Wednesday, August 24, 2016

Week 3 - So somehow my stupidity has arrived here

So I realized I never explained NUSocial - hence the title.

NUSocial is meant to be the one-stop group management system for NUS - primarily designed for halls and CCAs, but the more I look at the functionality the more I think it can be even used for faculties, departments, even modules. Coming from Science, everyday my inbox is spammed by OCA, OSA, OCS, IT, Rubiah (whoever this really is), EUC, Math Department... You name it lah. Seriously? Who doesn't delete all this indiscriminately? I only want to receive the CFRG ones (cos they might land me jobs!)

Now imagine all this put into a feed, together with your CCA, hall, (whatever funny subscriptions you can think of) groups, combined with event-signup features. No more flooding emails, no more messages getting too long in Whatsapp, no more missing posts in FB drowned in the sheer volume of Pokemon Go screenshots.

Imagine always being able to find the information you want, and fast

Imagine managing your groups and events with peace of mind knowing people don't have to come back to bug you for info (provided you set everything up nicely lah)

We thought it'd be a good idea. Personally I think it's mildly useful, but will take a lot of onboarding to work. I guess a lot of my apprehension comes from NUS's refusal to use student projects - really, there are so many GREAT CS3216 projects out there, but look at what NUS has been doing? They're recommending using the CORS module scheduler. Like seriously guys, NUSMods exists. (I hope someone from NUS reads this and realizes what idiots they are (Am I allowed to write this?))

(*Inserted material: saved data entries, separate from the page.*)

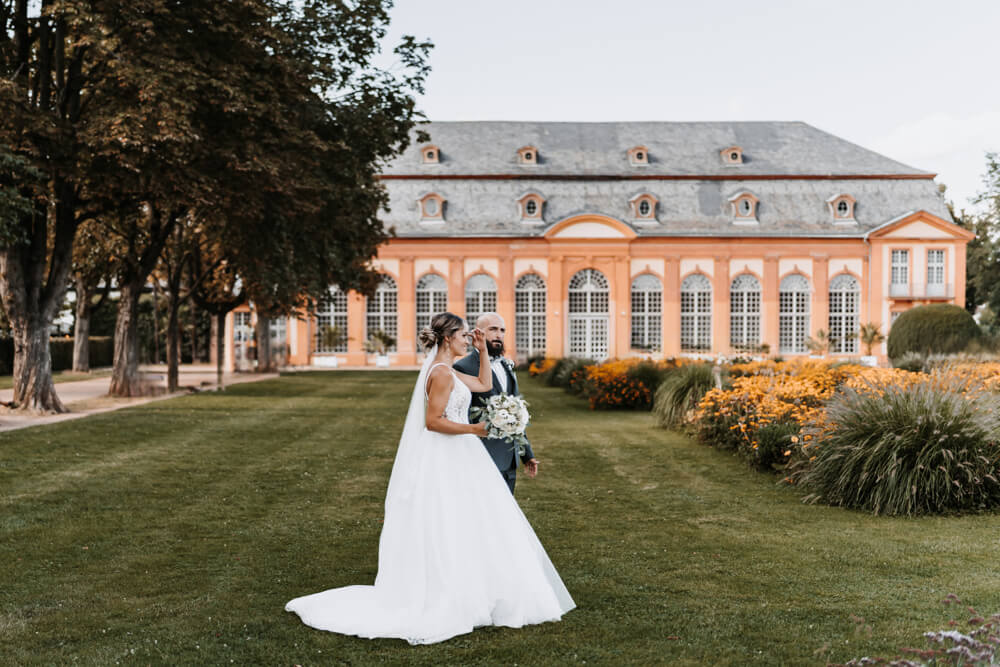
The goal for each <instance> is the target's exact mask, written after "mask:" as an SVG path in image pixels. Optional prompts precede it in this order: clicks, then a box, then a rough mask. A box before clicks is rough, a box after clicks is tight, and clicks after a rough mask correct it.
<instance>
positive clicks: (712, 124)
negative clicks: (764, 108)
mask: <svg viewBox="0 0 1000 667" xmlns="http://www.w3.org/2000/svg"><path fill="white" fill-rule="evenodd" d="M423 129H424V130H425V131H427V132H429V134H430V136H431V140H430V143H432V144H434V145H436V146H438V148H439V149H440V157H441V162H440V163H439V164H436V165H425V164H423V162H422V159H421V155H420V150H419V149H420V147H421V146H423V145H426V144H416V143H414V144H413V145H411V146H410V147H409V148H408V149H407V151H406V152H404V153H403V154H402V155H401V156H399V157H398V158H397V159H396V160H394V161H393V162H392V163H391V164H390V165H388V166H387V167H386V168H385V169H384V170H383V174H385V175H387V176H389V178H387V179H385V180H384V181H383V182H384V184H385V186H386V188H387V190H388V192H389V197H390V207H391V211H390V212H389V213H387V214H383V220H384V221H385V223H386V224H387V225H390V226H394V227H395V228H396V231H397V233H398V234H399V236H401V237H421V236H426V237H442V236H446V237H451V236H522V237H523V236H540V235H542V234H543V233H544V232H545V230H546V229H547V228H548V227H550V226H551V225H552V224H555V223H556V222H559V221H560V220H563V219H565V218H566V217H569V216H571V215H575V214H579V213H601V214H604V215H608V216H611V217H614V218H617V219H619V220H621V221H622V222H625V223H627V224H632V225H633V227H634V228H635V229H636V231H637V232H638V233H639V234H640V236H682V235H696V236H782V237H788V236H830V237H854V236H862V235H863V234H864V233H865V232H867V231H869V230H871V229H874V228H875V227H878V226H879V225H882V224H884V223H885V222H887V221H889V220H891V219H893V218H896V217H898V216H899V215H901V214H904V213H906V212H909V211H917V210H926V211H928V212H930V213H932V214H934V215H937V216H939V217H941V218H943V219H945V220H949V221H950V220H951V216H950V214H949V212H948V210H947V207H946V206H945V205H944V201H943V198H942V197H941V195H940V194H939V193H938V189H937V184H936V183H935V182H934V181H933V179H932V178H930V176H932V174H930V173H929V172H925V171H921V170H919V169H916V168H914V167H910V166H908V165H905V164H902V163H900V162H897V161H895V160H892V159H890V158H887V157H885V156H882V155H879V154H878V153H875V152H873V151H869V150H867V149H865V148H862V147H860V146H857V145H855V144H852V143H850V142H848V141H845V140H843V139H840V138H838V137H835V136H833V135H831V134H829V133H826V132H823V131H821V130H818V129H816V128H814V127H812V126H810V125H807V124H805V123H800V122H732V123H729V122H717V123H716V122H713V123H667V122H655V123H654V122H649V123H646V122H643V123H528V122H445V123H431V124H428V125H426V126H424V127H423ZM525 145H533V146H535V147H536V148H537V149H538V158H539V164H538V165H523V164H520V163H519V162H518V159H517V149H518V148H521V147H522V146H525ZM637 145H643V146H646V147H647V148H648V150H649V161H650V164H649V165H648V166H637V165H632V164H630V162H629V160H628V156H627V151H628V149H630V148H632V147H634V146H637ZM733 145H738V146H740V147H741V148H742V149H743V156H744V161H745V163H744V164H743V165H740V166H727V165H725V164H724V163H723V161H722V158H721V157H720V155H719V152H720V151H721V150H723V149H724V148H727V147H729V146H733ZM511 175H514V176H515V177H514V178H511ZM790 175H791V176H800V177H801V176H805V177H807V178H797V179H796V178H780V177H781V176H790ZM394 176H395V177H396V178H393V177H394ZM400 176H403V177H404V178H403V179H399V178H398V177H400ZM441 176H444V177H445V178H440V177H441ZM456 176H477V177H478V178H475V179H465V178H454V177H456ZM490 176H497V177H498V178H489V177H490ZM650 176H653V177H654V178H649V177H650ZM699 176H703V177H705V178H698V177H699ZM744 176H749V177H750V178H749V179H746V178H743V177H744ZM827 176H835V177H837V178H830V179H827V178H823V177H827ZM850 176H861V177H862V178H845V177H850ZM880 176H884V177H886V178H879V177H880ZM900 176H904V177H909V178H899V177H900ZM414 177H419V178H414ZM448 177H451V178H448ZM635 177H639V178H642V177H645V178H644V179H642V180H639V179H637V178H635ZM657 177H666V178H657ZM672 177H673V178H683V179H690V180H670V179H671V178H672ZM754 177H756V178H760V179H761V180H754ZM764 177H767V178H764ZM770 177H778V178H770ZM810 177H811V178H810ZM890 177H891V178H890ZM526 191H535V192H537V193H539V194H540V195H541V196H543V197H544V198H545V200H546V201H545V205H544V207H543V218H544V222H545V224H543V225H539V226H530V225H525V224H523V223H522V222H521V221H520V217H519V209H518V206H517V200H518V199H519V198H520V197H521V196H522V195H523V194H524V193H525V192H526ZM741 191H747V192H750V193H752V194H753V195H754V196H756V197H757V198H758V199H759V200H760V204H759V206H758V219H759V221H760V224H759V225H756V226H737V225H734V224H733V222H732V217H731V209H730V204H729V198H730V197H732V196H733V195H735V194H737V193H739V192H741ZM427 192H436V193H438V194H440V195H441V196H442V197H444V198H445V200H446V204H445V216H444V217H445V223H444V224H443V225H437V226H433V227H428V226H425V225H421V224H420V222H419V209H418V203H417V200H418V199H419V198H420V197H421V196H422V195H424V194H426V193H427ZM640 192H648V193H650V194H652V195H654V196H655V197H657V198H658V199H659V204H658V205H657V208H656V214H657V215H656V217H657V224H655V225H652V226H645V225H635V224H633V223H634V222H635V221H634V220H633V219H632V217H631V208H630V206H629V200H630V199H632V198H633V197H635V195H636V194H638V193H640ZM842 193H843V194H849V195H851V196H852V197H854V198H855V199H856V200H857V204H856V206H855V219H856V220H857V222H858V224H857V225H852V226H849V227H845V226H842V225H835V224H834V221H833V216H832V214H831V213H830V208H829V205H828V203H827V200H829V199H830V197H832V196H834V195H838V194H842Z"/></svg>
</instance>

Basically the point is that building projects for NUS might be really cool and really useful - but end of the day the school won't support it, and we'll always have to fight to grab students ourselves. Which is kinda lame, esp. if ideas are good. In our context specifically, I think my inbox will still be flooded, even if NUSocial is an instant success with students.

I do however still see that we might possibly have a good student user-base. What's more, with the functionality we've put in, I think it's got potential to expand beyond these simple use-cases to serve modules and project groups, etc. (okay a project group probably doesn't need such a large feature set) - and I suddenly have an idea to add a file upload system. Whoops! Time to run it through the team

Anyway, reflections for this week:

Assignment 1:

Spent the week not doing so much - some review, some prep for the mid-assignment submission, and a day of trying to make our landing page look acceptable >< Unfortunately that's competing wtih all the other groups - who have really nice landing pages. Damn. We're obviously not a very artistic group, and I've been trying to look up web design principles. Haven't found any particularly good resources though.

Assignment 2:

Critiquing FastJobs - I looked mostly at the web app, various members of my team looked at Android and iOS. We're going to focus on the mobile versions in the end after looking through. I must say that the web app is terrible. Plenty of bugs, some links to functionality that doesn't work, inconsistencies and so on. It does serve a nice niche of part-time jobs but beyond that honestly I don't see what's the big deal about it. We had a really interesting discussion on Monday about what's good, bad and ugly, as well as what we can do on top of it. (But I'll leave that for the presentation right? So you won't see it here)

1 comment:

  1. If you are looking to create nice landing pages, just explicitly ripoff someone else's design. Now I'm not even telling you to learn and emulate from them, I'm saying just SHAMELESSLY RIPOFF. It's still a decent way to learn things. Because as you dissect their page and try to reproduce it in code, you will learn things along the way. Some stuff you thought was simple to do is actually not as simple as it looks.